We all know that training cannot solve all of our human performance
challenges, yet it remains one of our best tools. Since many of the
individuals on this forum have jobs that include training development, I
would like to focus a few paragraphs on the underrepresented science of
training.
Skilled training scientists are well suited for identifying effective CRM
and safety training methods, yet, how many training scientists do you see
at CRM and Human Factors conferences? While social psychologists still
have much to tell us about the way humans interact, training scientists
have scarcely begun showing us how to build better training solutions to
meet CRM and safety training challenges. The body of knowledge on
professional training is immense and very mature. By-and-large it has not
been effectively tapped by the CRM community. Multimedia creates
tremendous training potential if we have the wherewithal to seek experts
who can help us maximize its effectiveness. The increased utility and
accessibility of multimedia will further increase the need for skilled
training scientists. The science of training is grossly underrepresented
in today's CRM and safety training programs.
New paths to training scientists, multimedia experts, and other training
methodology experts will allow us to draw from expertise that we will not
find if we use the traditional paths and doors we have used for the past 20
years. This forum is an integral part of building better paths to other
professionals and a refreshing change. Yet old paths have familiar footing
and familiar paradigms are comfortable. I am reminded of a saying: "If
you always do what you have always done, then you will always get what you
always got". I am also reminded of a humorous definition of psychosis:
"It's doing the same thing over and over but expecting different results".

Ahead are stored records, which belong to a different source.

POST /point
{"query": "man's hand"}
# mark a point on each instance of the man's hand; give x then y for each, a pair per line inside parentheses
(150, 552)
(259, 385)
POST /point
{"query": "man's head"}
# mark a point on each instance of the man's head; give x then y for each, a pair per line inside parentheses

I am encouraged to see training scientists joining our discussions and I
would encourage the group to invite other training scientists and experts
(inside or outside aviation) to contribute. A talented and accessible
training scientist will soon find a well-worn path to his or her door.
Two excellent contributions that that focused specifically on the science
of training come to mind immediately:
1. Ros Woodhouse's response today:
http://www.caar.db.erau.edu/lists/crm-devel/Feb_98/0044.html
2. Wendy Santilhano's response on experiential training in June 1997:
http://www.caar.db.erau.edu//lists/crm-devel/Jun_97/0043.html
There have been countless others but these stick in my mind as addressing
core "science of training" issues. Thanks for your expertise!
Best Regards,
Vince Mancuso
??? Wendy, are you still out there???